Author Q & A with Jack Phillips
February 23, 2022

This week we are bringing you an interview with poet and Naturalist Jack Phillips. Jack lives in the Missouri River watershed of eastern Nebraska and is the founder of The Naturalist School, a nonprofit organization devoted to poetic wildness and the consilience of creativity and ecology. His poem “Felis Ellipses” appeared in our latest issue.
We asked Jack to tell us some unique or surprising detail about the origin, drafting, and/or final version of his poem. His response was just about as poetic as his poem!

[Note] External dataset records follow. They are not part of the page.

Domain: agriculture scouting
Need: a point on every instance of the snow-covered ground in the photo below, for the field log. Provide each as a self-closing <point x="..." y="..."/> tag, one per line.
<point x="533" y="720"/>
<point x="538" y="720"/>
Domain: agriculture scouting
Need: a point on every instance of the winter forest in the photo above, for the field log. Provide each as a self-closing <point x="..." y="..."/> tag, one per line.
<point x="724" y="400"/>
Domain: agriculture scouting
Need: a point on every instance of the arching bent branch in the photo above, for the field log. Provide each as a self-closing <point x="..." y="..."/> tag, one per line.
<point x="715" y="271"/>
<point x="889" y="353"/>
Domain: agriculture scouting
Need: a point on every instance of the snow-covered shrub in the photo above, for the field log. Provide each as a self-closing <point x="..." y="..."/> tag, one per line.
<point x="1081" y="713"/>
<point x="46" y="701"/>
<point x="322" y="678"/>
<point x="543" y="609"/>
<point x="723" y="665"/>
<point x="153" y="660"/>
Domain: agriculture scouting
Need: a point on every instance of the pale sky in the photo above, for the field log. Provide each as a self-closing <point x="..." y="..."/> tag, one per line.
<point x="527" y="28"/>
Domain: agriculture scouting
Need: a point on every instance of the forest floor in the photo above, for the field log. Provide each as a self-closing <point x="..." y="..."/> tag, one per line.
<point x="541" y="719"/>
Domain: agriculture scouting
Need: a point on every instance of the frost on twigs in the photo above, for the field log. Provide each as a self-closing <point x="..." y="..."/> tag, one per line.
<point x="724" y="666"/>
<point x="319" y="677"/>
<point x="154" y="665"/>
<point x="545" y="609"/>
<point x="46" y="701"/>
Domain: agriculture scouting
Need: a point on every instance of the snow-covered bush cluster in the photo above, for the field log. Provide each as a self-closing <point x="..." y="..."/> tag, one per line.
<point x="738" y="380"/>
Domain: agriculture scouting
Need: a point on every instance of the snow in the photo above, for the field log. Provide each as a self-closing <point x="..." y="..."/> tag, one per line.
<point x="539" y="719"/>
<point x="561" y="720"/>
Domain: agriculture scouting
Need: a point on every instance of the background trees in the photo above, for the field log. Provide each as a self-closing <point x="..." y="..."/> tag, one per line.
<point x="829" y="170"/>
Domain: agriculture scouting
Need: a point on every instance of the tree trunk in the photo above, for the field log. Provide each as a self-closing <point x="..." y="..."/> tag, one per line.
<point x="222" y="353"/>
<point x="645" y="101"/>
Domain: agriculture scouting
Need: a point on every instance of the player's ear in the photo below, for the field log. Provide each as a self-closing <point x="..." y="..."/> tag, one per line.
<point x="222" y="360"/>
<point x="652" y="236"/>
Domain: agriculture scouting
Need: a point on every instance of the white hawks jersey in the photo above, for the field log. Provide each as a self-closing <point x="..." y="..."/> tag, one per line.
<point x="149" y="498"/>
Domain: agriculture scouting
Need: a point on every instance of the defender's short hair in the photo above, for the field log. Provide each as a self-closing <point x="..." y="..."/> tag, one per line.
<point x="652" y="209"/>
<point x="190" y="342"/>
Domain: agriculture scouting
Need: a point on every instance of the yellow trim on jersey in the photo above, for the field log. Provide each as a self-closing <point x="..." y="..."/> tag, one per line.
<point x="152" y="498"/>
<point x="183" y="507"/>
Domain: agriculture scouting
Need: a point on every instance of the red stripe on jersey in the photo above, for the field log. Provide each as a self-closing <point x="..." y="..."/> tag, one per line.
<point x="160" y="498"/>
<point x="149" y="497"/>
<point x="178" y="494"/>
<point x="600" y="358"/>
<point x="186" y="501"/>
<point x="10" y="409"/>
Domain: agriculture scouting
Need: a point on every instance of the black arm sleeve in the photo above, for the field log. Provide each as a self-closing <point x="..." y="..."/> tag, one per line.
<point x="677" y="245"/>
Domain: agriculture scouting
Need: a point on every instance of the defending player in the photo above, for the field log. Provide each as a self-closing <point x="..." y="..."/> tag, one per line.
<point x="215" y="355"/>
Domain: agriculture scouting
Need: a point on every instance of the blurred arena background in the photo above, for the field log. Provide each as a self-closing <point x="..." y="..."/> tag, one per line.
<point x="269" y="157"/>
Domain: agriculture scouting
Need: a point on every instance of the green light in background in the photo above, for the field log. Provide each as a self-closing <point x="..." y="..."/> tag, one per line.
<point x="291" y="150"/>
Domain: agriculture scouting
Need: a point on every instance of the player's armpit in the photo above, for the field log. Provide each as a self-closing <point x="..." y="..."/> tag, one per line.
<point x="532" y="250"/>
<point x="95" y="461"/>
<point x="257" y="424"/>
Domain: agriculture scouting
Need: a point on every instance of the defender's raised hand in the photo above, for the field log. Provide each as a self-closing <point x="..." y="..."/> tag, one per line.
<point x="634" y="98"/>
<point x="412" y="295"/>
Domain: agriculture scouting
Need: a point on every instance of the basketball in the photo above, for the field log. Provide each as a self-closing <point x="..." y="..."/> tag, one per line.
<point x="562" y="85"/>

“Friends, poetry is a path, a lens, a raw impulse, and a for me — and for all who seek it — a way to connect with the wildly creative pulse and tissue of the cosmos. The sticky-slip of a tadpole on your skin or the baby-rattle wings of a dragonfly tug at the soul draws us deeply into the planetary body we share. Right here and now. On this day my friends and I slunk a frozen creek right through urban Lincoln and soon realized that we were so close to a bobcat in heat we could smell her. As I read her spoor-poem, her little press and step presently melting the snow, I composed a bit of ephemera of my own.”
We then asked Jack if he has any upcoming projects he’d like to share or promote.
“Yes! Frequently on Sunday mornings, we gather in a native place to saunter, write, make ephemeral art, listen to wild silences. No experience required — only feral desires and good boots. See thenaturalistschool.org.”
Many of Jack’s poems ooze the “Good Life” vibe, so we were especially interested in what he thinks about when he hears the phrase “The Good Life.”
“I have left Nebraska several times, thinking that I would remain in Alaska or Egypt or the Levant, but this is home. Of course, few of us are truly native here. My childhood sloughs and wooded creeks, sandy meanders, pop-up meadows have vanished; the wild Nebraska of my youth has largely disappeared. But a ghost wilderness survives, and it is good. Can you feel it?”
Yes, Jack, we can!
Jack is the author of The Bur Oak Manifesto: Seeking Nature and Planting Trees in the Great Plains and co-editor of Natural Treasures of the Great Plains: an Ecological Perspective (with Paul Johnsgard and Tom Lynch). His poetry has appeared in Wild Roof, Flora Fiction, EcoTheo, The Closed Eye Open, Canary: a Literary Journal of the Environmental Crisis, and THE POET.
Thanks, Jack, for being a part of our winter issue and for participating in this Q & A.